A summary of the Company's commitments at March 31, 2025 and 2024 are listed below (in thousands):

March 31, 2025March 31, 2024
Undisbursed portion of construction loans in process (see Note 4)$75,042 $77,502 
Undisbursed lines of credit117,220 135,883 
Commitments to extend credit27,954 19,106 
$220,216 $232,491 

The Company maintains a separate ACL related to unfunded loan commitments. Management estimates the amount of expected losses related to unfunded, off-balance sheet commitments over the contractual period during which it is exposed to credit risk from its obligation to extend credit, unless the Company has determined that obligation is unconditionally cancellable. The methodology for calculating the ACL on unfunded loan commitments is similar to the methodology for calculating the ACL on loans but also includes an estimate of the future utilization of the commitment as determined by historical utilization. Credit risk associated with the unfunded commitments is consistent with the loss ratio for each loan segment within the ACL for loans. The ACL on unfunded commitments is recognized in other liabilities and accrued expenses in the consolidated balance sheets and is adjusted as a provision for (recapture of) credit losses on the consolidated income statements.
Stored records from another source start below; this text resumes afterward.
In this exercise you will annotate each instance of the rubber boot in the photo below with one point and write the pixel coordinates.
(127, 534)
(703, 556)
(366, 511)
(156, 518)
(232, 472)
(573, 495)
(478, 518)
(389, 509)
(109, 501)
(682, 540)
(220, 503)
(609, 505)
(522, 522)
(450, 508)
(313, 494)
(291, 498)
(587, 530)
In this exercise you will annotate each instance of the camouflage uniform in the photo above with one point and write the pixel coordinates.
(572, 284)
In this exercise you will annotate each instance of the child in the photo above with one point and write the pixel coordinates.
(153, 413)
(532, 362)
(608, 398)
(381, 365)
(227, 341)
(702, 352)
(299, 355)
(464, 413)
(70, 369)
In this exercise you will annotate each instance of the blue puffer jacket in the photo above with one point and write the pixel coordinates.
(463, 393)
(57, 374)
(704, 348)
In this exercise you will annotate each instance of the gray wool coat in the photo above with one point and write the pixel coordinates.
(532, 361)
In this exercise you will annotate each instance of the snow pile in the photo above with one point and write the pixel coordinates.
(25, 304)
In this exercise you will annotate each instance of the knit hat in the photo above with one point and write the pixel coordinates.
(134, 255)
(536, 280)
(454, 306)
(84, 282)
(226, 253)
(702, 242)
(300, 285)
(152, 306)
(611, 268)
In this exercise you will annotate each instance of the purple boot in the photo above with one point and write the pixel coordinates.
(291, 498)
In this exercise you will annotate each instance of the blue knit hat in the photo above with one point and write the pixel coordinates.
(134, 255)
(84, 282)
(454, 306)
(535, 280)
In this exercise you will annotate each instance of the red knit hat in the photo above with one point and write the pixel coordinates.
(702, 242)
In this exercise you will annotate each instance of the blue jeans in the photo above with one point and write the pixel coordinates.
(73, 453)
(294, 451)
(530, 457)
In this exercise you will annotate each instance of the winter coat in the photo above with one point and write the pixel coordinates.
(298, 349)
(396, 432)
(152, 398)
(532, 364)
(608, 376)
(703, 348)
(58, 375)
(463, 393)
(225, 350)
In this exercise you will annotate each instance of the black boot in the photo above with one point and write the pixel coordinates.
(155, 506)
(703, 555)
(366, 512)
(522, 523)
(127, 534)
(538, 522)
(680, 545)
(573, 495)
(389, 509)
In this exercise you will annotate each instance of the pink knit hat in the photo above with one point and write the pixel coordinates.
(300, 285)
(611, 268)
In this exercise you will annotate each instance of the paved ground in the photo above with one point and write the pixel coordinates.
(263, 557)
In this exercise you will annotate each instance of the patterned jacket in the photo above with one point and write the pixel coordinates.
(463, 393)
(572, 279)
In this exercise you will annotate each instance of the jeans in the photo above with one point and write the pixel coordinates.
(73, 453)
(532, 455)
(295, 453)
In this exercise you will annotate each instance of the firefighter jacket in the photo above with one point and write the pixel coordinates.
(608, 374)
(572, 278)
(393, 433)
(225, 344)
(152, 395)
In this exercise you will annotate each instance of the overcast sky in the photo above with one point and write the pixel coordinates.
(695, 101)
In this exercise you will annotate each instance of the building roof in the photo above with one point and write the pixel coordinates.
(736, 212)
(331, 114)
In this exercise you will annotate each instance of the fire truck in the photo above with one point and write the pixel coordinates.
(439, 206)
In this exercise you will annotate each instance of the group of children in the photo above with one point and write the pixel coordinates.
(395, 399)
The ACL on unfunded loan commitments totaled $320,000 and $276,000 at March 31, 2025 and 2024, respectively
The following table sets forth information for the three and six months ended March 31, 2025 and 2024 regarding activity in the ACL on unfunded loan commitments (dollars in thousands):

Three Months Ended March 31, 2025Three Months Ended March 31, 2024
Beginning ACL$307 $364 
Provision for (recapture of) credit losses13 *(88)
Ending ACL$320 $276 
*Amount differs from Income Statement due to rounding.
ACLSix Months Ended March 31, 2025Six Months Ended March 31, 2024
Beginning ACL$327 $332 
Impact of adopting CECL (ASU 2016-13)— 65 
Provision for (recapture of) credit losses(7)(121)
Ending ACL$320 $276 

The Bank has an employee severance compensation plan which expires in 2027 that provides severance pay benefits to eligible employees in the event of a change in control of Timberland Bancorp or the Bank (as defined in the plan).  In general, all employees with two or more years of service are eligible to participate in the plan.  Under the plan, in the event of a change in control of Timberland Bancorp or the Bank, eligible employees who are terminated or who terminate employment (but only upon the occurrence of events specified in the plan) within 12 months of the effective date of a change in control would be entitled to a payment based on years of service or officer rank with the Bank.  The maximum payment for any eligible employee would be equal to 18 months of the employee’s current compensation.

Timberland Bancorp has entered into employment agreements with its Chief Executive Officer, Chief Operating Officer, Chief Financial Officer, Chief Lending Officer, Chief Credit Officer and Chief Technology Officer. These agreements provide for severance payments and other benefits in the event of an involuntary termination of employment following a change in control of Timberland Bancorp or its subsidiary, Timberland Bank. The maximum value of the severance benefits under these agreements is equal to 2.99 times the officer's average annual compensation during the five-year period preceding the effective date of the change in control.

Because of the nature of its activities, the Company is subject to various pending and threatened legal actions which arise in the ordinary course of business.  In the opinion of management, liabilities arising from these claims, if any, will not have a material effect on the future consolidated financial position of the Company.